Repairing A Shovel Handle – On the House

Repairing A Shovel Handle

By on August 28, 2015
Gardening tools

Duct tape can be used to fix just about anything including including a garden tool handle. Unfortunately, a little too much pressure applied to a handle repaired with duct tape and you could find yourself flat on your back with only half of a shovel in your hands – not to mention the splinters. An old tattered garden tool handle is inexpensive and easy to replace.

However, a garden tool will last for generations — if properly maintained. And the good news is that the maintenance really is quite easy to perform. All you have to do is keep your tools clean, dry and well oiled (or painted). We really made that sound simple didn’t we. Yeah, except when someone forgets and leaves the tools outside for seven winters in a row. Welcome to the world of many American gardeners.

One easy maintenance trick is to mix equal parts of linseed oil and paint thinner into a container and store the mixture in the garden-tool storage-area. Once every several months wash the handles with soap and water and dry in the sun for a few hours. Then, use a rag to rub the oil mixture all over the tool. The oil will reduce the chance for rust on the metal parts of the tool and will protect the wood handle from water damage. And remember, keeping wood handles oiled will prevent them from drying out and splitting, cracking and splintering.

After seven winters in the rain, sleet, sun and wind anything made of wood is bound to need replacement. But don’t fret – replacing a garden tool handle isn’t difficult. And in fact, you may enjoy the accomplishment you will probably feel once you have successfully completed such a repair.

In any event, here’s how you do it.

First, use a hacksaw or other metal cutting devise to remove the rivet that connects the wooden handle to the inside of the metal retaining sleeve. With the rivet cut, use a large nail or a pin punch to drive the rivet out.
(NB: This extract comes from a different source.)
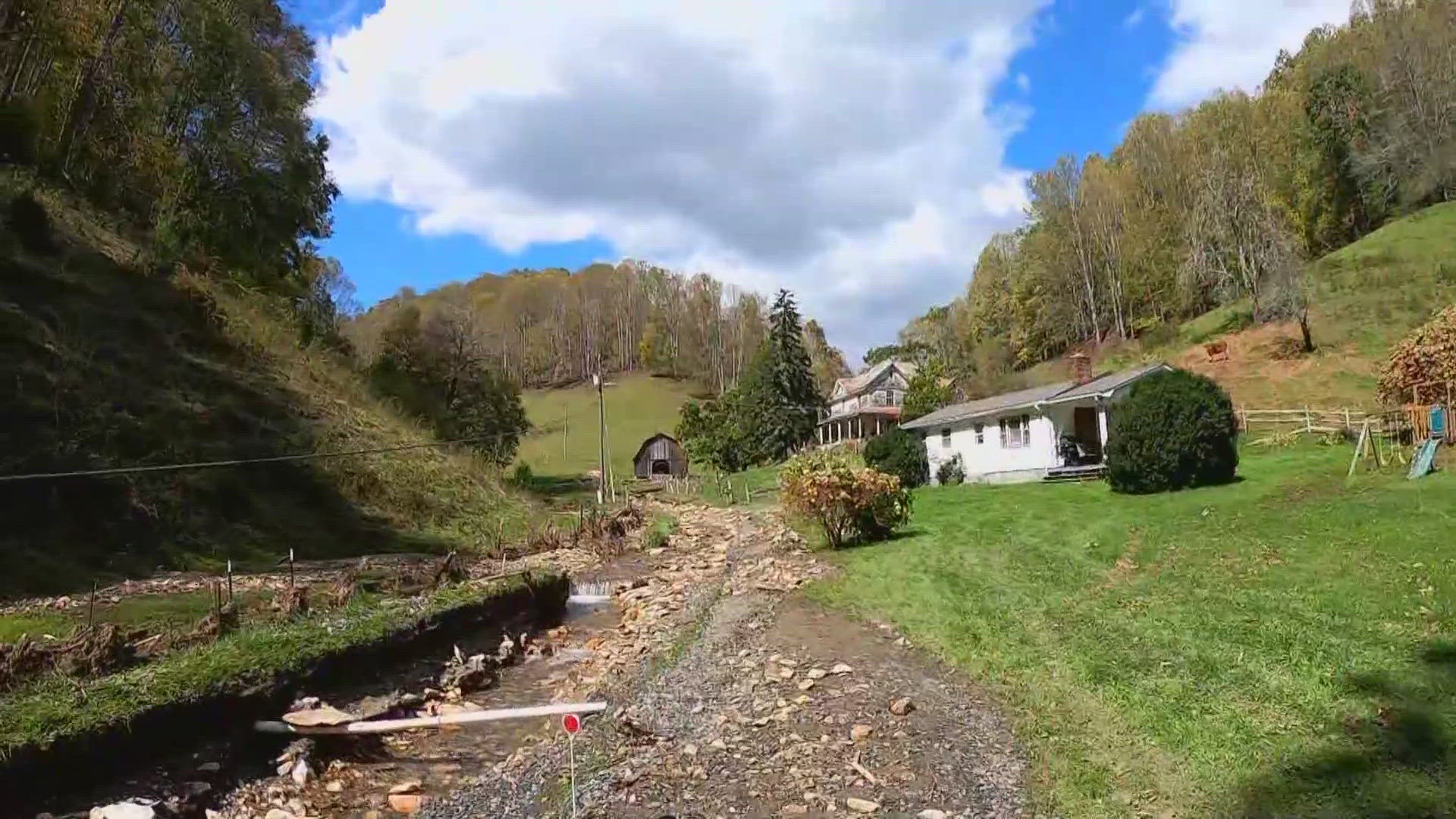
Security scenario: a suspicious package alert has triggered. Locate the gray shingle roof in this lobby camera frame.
[900,362,1168,430]
[1053,362,1168,400]
[834,360,916,398]
[900,381,1072,430]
No, don’t worry, you aren’t going to need any expensive, specially designed tools to reinstall the rivet when you replace the handle. So, with the rivet removed there is only one thing between you and handle replacement and that is driving the handle out of the retaining sleeve.

Removing the handle can be the most difficult part of this project. You will want to brace the foot rest portion of the shovel blade against the edge of a solid wall or corner. Be careful here. You may damage the surface upon which the shovel rests, so it is wise to choose the hidden edge of the support you select. The handrail of a deck could work as a support, but might be damaged – plan for the worst here. Use a piece of hardwood (a dowel would be nice) and a hammer to drive the handle out of the blade sleeve. By the way, it is a good idea to have help with this part of the repair. One person to hold the shovel wedged against a support and the other person to drive the handle out with a hammer and wood punch.

Installing the new handle is really a breeze. Slip the blade sleeve over the tapered end of the new handle as far as it will go, and holding the tool with the blade up, strike the end of the handle against a solid surface like a concrete floor or walk. You will be amazed! The blade and handle will begin to blend together as one.

Retaining the shovel can be done with a screw or a new rivet. The screw is easier, but may have to be tightened from time to time. The rivet takes a little longer, but is more permanent than a screw.

To hold the handle with a screw, drill an eighth inch pilot hole through the rivet hole and about ¼ inch into the shovel handle. Then use a #8 x 3/8 inch stainless, self-tapping screw through the rivet hole and into the pilot hole. Repeat this process at the second rivet hole.

If you are more mechanically inclined, a rivet can be used for a more solid repair. First, drill a hole through the handle beginning at the rivet hole on one side to the rivet hole on the other side. Use bit that is smaller than the rivet to make a pilot hole first. Then use a bit that is the diameter of the rivet to make the final hole. A new rivet can be inserted where the old one used to reside. With the rivet in place on the sleeve, lay the head of the rivet and sleeve on a solid metal surface such as a sledge hammer head or a bench vice. Then use a ball-peen hammer to flatten the other end of the rivet. You will find that the rivet is relatively soft and easy to form. That wasn’t too hard….now was it!?!